The Maritime HR Association reports that the gender pay gap in the industry is a staggering 45.7% – a particularly unhealthy number when you compare it to the national average, which itself still stands at 17.4% according to the Office for National Statistics. The data was extracted from a survey from HR Consulting, which revealed that female maritime workers earn an average of £16.50 per hour – compared to nearly double what their male counterparts earn, £30 per hour.
Progress in achieving gender parity is agonisingly slow, and if it continues at current rates, it will be another 200 years before we realise it. Happily, achieving gender equality in the sector has become an important focus for everyone in the industry – men and women. And with some powerful initiatives being put into place, it may be achievable in a far shorter time frame.
Why Does the Maritime Industry Need More Women?
Just two per cent of the world’s 1.2million seafarers are women – and when you take into account that 92 per cent of that minority are working within the cruising industry, you can see the scale of the problem.
In more recent years we have seen strides forward in increasing the numbers of females working onboard a cruise ship. But, while it has grown to around 20 per cent, the majority of these women are involved in the hotel and catering service – just a tiny 0.5 per cent are employed in the technical maritime profession.
In the past, a career in shipping for women may have been discouraged – after all, it was commonly held that females were the fairer sex and would struggle to carry out some of the tasks required. But, technological advancement and progress in the industry mean that now what’s needed is less of the heavy lifting and more of the heavy thinking. For the maritime sector to thrive, it needs fresh knowledge to drive innovation – and this is something that is not just the preserve of men. By recruiting for skills and experience over gender, the industry will be well equipped to take some giant strides forward.
There is also a wealth of evidence that suggests having women high up in the workforce can do wonders for a company’s performance while more women in Parliament leads to more legislation in key social issues like health, child support, anti-discrimination and education. As the International Maritime Organisation puts it: “The evidence is clear: equality for women means progress for all”.
What’s Being Done to Address The Problem?
Back in 1988, the International Maritime Organization (IMO) developed the first programme designed to promote the advancement of women in the sector. The key goal of Strategy on the Integration of Women in the Maritime Sector was to boost the presence of women in the workforce in developing countries, through education, training and knowledge transfer. Fast forward to today, and the IMO adopted the theme of empowering women for World Maritime Day 2019 – suggesting that women in shipping still have a tough deal.
In the UK, the Women in Maritime Charter was launched in September 2018, which is urging companies to agree to specific targets on gender diversity. And in the same year, the IMO approved an application from Women’s International Shipping and Trading Association (WISTA) – itself founded in 1974 – for consultative status. This crucial step forward means the Association now has an active voice within the global industry and can do much to advance women’s positions in maritime.
Gender Parity Is the Goal
To truly address the issue of gender equality, it’s vital to consider what the end goal needs to be. Success shouldn’t be measured by achieving a 50/50 split of male/females in the maritime sector. But instead, be measured by the ability for all – regardless of gender – to have the same opportunities to enter the profession. Access to training and education as well as employment opportunities and career advancement will aid this. To help encourage female participation, there need to be visible role models, mentoring and coaching opportunities and well-publicised recruitment adverts.

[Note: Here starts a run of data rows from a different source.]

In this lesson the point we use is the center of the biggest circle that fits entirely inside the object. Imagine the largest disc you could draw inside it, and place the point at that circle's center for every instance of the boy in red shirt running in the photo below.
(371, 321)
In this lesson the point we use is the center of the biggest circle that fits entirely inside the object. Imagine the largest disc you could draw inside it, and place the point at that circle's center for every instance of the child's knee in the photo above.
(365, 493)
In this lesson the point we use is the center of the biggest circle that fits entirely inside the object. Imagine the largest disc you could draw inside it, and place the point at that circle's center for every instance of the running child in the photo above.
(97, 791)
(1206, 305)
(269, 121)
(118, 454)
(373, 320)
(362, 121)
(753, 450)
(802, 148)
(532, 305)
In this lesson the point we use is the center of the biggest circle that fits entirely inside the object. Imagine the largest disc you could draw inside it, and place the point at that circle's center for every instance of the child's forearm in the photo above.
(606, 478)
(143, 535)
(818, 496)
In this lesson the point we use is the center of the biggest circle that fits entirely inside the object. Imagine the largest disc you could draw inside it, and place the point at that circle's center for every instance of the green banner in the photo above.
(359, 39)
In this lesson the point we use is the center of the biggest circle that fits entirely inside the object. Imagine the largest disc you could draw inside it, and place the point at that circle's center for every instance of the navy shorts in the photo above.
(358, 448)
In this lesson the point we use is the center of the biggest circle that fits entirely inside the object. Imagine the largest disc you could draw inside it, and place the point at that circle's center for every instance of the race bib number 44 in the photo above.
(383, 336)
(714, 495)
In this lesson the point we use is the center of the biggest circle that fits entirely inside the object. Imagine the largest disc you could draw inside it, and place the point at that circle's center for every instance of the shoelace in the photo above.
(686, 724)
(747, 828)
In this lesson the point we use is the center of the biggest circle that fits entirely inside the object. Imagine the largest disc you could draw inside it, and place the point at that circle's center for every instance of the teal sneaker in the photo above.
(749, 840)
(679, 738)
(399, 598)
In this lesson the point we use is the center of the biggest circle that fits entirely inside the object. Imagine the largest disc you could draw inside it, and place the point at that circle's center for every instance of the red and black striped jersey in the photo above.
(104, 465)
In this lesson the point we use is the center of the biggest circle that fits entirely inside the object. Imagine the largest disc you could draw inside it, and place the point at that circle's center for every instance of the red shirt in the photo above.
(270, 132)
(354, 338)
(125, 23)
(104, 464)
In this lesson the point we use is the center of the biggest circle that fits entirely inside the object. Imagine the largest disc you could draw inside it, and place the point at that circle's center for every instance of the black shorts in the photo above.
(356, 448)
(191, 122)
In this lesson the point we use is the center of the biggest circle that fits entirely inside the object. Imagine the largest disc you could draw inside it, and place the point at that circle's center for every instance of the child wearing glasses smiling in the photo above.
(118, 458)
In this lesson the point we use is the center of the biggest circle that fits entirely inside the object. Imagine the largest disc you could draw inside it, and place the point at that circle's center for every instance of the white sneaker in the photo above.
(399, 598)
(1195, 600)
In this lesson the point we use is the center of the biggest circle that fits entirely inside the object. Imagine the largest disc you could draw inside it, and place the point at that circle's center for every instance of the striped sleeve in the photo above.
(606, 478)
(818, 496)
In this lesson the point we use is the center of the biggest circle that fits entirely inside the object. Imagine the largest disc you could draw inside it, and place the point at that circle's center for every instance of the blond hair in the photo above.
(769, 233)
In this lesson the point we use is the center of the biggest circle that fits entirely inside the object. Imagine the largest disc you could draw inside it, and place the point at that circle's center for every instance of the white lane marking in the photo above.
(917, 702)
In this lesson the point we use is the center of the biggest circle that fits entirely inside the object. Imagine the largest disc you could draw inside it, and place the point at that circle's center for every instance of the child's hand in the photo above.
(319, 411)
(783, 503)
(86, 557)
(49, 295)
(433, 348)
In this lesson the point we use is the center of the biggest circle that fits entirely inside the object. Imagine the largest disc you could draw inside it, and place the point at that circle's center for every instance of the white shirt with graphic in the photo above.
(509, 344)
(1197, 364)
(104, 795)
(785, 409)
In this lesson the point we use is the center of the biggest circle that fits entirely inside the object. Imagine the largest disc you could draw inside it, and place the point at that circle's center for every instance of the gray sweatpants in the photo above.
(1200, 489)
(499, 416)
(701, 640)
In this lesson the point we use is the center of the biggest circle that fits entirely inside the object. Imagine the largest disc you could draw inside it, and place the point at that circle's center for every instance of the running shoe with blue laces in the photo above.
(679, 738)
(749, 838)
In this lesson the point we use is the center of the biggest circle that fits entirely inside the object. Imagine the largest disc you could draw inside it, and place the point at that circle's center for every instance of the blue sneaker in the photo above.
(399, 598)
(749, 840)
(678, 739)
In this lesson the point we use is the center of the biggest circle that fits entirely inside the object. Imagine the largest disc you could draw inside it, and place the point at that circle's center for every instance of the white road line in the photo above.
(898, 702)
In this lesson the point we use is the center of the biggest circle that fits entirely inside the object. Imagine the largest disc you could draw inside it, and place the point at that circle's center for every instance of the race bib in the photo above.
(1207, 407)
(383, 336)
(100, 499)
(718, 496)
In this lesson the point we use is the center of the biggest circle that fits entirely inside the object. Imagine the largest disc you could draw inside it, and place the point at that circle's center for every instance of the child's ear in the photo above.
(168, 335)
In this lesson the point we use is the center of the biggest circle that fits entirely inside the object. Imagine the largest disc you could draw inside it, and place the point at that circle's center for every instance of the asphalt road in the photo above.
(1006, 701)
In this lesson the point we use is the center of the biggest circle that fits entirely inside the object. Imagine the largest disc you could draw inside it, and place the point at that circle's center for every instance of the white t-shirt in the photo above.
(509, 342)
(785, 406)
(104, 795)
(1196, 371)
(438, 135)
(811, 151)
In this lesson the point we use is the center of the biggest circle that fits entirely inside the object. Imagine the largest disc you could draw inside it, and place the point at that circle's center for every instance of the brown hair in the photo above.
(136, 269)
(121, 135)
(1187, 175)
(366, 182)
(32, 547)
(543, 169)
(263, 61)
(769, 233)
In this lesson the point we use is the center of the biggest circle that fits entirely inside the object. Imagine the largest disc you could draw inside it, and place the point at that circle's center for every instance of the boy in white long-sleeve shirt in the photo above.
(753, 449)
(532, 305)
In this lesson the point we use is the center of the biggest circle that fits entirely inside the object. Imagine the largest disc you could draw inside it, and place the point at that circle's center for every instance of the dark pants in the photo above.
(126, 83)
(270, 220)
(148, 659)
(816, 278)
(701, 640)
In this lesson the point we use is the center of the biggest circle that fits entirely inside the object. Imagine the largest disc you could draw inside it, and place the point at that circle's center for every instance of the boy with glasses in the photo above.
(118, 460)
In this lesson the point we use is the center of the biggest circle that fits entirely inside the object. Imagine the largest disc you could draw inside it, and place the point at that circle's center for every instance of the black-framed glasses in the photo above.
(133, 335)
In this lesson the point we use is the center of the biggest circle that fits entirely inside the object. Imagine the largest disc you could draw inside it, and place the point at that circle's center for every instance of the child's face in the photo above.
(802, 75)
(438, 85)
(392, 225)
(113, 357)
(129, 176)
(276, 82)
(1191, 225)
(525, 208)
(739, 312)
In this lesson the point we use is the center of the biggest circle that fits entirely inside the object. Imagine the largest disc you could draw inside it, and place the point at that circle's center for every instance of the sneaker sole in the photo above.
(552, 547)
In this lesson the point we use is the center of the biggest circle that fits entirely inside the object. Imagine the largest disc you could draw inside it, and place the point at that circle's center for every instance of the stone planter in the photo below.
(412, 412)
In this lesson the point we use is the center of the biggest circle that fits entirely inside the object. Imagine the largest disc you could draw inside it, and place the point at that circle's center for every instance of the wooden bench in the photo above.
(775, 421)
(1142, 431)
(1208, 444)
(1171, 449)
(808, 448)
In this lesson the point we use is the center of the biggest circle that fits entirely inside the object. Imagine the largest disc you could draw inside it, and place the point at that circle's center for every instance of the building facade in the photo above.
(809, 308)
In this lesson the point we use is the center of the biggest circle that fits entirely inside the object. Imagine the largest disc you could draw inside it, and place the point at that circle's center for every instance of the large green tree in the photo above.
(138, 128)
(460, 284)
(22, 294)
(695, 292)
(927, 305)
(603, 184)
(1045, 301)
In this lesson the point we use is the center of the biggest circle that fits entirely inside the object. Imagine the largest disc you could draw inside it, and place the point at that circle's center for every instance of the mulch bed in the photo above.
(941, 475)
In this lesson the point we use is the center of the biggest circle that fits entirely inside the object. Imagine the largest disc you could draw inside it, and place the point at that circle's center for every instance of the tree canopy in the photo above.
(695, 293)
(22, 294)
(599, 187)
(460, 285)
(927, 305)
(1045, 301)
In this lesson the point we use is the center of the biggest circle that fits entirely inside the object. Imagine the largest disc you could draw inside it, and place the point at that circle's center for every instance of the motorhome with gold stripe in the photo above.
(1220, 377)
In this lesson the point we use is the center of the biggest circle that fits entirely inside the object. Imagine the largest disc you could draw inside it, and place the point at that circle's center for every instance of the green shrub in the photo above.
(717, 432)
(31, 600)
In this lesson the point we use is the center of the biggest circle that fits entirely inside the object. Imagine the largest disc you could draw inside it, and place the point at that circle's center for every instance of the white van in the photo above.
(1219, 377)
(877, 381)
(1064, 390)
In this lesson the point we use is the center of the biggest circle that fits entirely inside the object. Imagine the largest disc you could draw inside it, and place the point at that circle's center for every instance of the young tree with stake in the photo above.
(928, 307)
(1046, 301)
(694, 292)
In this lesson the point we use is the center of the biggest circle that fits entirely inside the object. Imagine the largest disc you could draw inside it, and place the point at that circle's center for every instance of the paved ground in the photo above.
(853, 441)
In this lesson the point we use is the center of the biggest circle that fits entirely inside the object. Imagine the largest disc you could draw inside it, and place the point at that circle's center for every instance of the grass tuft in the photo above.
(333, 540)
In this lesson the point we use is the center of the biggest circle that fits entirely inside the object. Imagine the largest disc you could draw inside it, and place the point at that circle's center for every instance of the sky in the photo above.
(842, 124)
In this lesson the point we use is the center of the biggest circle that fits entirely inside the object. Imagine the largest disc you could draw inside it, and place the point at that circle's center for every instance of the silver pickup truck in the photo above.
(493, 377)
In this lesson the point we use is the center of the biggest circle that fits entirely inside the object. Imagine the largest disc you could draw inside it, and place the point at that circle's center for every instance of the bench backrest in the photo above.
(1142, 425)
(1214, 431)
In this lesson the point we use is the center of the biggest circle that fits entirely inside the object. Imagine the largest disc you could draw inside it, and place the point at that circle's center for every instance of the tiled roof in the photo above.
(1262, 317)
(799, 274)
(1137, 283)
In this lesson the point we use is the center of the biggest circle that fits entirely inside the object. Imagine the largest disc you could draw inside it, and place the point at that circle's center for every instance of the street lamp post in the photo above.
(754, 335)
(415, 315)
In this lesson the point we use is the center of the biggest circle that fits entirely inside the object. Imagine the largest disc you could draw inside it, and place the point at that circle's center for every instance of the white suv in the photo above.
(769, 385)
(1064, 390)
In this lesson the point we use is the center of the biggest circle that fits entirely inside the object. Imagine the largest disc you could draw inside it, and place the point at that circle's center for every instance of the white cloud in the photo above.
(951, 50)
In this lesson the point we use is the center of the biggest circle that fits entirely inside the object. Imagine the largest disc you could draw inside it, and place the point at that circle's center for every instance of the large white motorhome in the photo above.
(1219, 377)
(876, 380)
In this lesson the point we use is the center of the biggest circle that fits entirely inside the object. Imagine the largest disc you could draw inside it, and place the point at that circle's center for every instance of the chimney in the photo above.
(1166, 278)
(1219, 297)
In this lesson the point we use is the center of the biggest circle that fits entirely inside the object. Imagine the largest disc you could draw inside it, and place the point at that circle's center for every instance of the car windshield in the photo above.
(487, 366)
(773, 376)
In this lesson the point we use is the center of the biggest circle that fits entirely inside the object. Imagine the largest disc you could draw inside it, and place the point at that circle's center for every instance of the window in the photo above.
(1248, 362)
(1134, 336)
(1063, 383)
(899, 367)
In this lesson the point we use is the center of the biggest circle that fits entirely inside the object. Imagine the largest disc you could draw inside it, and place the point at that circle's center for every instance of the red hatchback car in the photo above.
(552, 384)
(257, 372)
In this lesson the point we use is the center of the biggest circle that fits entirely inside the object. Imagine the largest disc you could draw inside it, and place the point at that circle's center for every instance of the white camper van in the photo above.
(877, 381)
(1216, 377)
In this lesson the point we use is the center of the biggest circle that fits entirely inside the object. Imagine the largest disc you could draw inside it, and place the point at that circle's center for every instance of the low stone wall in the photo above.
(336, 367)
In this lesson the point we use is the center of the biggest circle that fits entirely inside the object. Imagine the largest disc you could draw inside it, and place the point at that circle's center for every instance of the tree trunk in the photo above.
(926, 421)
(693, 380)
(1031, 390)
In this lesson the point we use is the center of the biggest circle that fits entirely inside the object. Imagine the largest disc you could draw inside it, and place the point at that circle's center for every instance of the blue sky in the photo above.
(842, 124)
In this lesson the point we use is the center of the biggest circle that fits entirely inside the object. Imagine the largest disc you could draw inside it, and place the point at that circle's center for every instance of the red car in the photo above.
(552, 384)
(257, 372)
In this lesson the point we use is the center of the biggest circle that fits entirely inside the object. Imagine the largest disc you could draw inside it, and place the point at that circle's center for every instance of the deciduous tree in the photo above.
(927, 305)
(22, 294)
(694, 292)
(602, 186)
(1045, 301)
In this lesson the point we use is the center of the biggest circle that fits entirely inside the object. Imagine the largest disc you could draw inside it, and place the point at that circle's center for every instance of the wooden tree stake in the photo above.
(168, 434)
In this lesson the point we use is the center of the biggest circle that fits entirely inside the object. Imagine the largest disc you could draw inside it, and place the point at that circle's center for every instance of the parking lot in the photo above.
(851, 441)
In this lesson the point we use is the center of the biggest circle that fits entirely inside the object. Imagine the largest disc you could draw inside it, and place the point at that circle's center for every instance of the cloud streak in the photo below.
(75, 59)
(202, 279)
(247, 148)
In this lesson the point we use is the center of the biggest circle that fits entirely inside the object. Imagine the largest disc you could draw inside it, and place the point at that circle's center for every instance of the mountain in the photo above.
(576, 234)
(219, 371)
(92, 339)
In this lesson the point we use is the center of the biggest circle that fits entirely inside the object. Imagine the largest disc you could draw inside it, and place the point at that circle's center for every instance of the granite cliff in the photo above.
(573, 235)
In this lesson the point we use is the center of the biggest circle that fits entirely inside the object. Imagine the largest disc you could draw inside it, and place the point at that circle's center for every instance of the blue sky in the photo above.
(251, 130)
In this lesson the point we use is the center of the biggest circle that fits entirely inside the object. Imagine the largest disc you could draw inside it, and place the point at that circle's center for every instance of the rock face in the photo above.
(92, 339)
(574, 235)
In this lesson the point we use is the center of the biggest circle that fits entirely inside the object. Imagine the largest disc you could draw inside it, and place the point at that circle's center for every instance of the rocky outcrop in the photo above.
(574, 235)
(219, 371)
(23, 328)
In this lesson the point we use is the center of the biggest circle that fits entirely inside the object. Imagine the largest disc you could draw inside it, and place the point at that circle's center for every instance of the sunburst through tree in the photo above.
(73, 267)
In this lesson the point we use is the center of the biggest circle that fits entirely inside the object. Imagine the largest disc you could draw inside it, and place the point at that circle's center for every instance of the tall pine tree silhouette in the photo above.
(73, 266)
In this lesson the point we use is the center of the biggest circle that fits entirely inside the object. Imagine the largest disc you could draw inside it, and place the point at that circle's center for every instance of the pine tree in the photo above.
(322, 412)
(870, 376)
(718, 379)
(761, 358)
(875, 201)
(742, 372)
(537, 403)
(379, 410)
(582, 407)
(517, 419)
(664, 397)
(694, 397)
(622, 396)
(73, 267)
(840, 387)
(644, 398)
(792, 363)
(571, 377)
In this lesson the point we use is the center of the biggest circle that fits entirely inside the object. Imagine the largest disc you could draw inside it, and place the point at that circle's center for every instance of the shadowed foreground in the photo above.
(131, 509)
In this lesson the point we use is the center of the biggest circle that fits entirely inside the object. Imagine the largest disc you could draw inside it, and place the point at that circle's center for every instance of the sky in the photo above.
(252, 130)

And once these first steps are taken, they have to be followed through with strategies to retain the skilled and experienced female workforce. They must have the same opportunities as men to progress and advance, and female-friendly initiatives need to become written policies. It is known that there is a significant difference in the time that men are prepared to spend onboard compared to women. Overwhelmingly women say they wish to work offshore for a few years and then move to onshore roles to start a family. Few want the challenge of building a family while at sea.
Steps in the Right Direction
In April of this year, over 350 participants attended the WMU (World Maritime University) Empowering Women in the Maritime Community Conference. At close, a set of conclusions based on the development and implementation of gender-related policies was drafted. These included enforcing gender-responsive policies; promoting role models; establishing mentoring programmes; ensuring equal employment opportunities and pay; and engaging with school children to raise more awareness of the sector.
This year’s International Women’s Day in March also saw an important step forwards revealed by the UK government. The Department for Transport has given the 1851 Trust – an educational charity – £100,000 to fund ten roadshows to attract more women to maritime careers.
These are bold initiatives and great steps forward for an industry that is lagging. Change is occurring – despite progress being frustratingly slow. There are a vast number of female-centric initiatives being put into place in recent years, but these will all take time and patience before we start seeing any real change in the maritime workforce.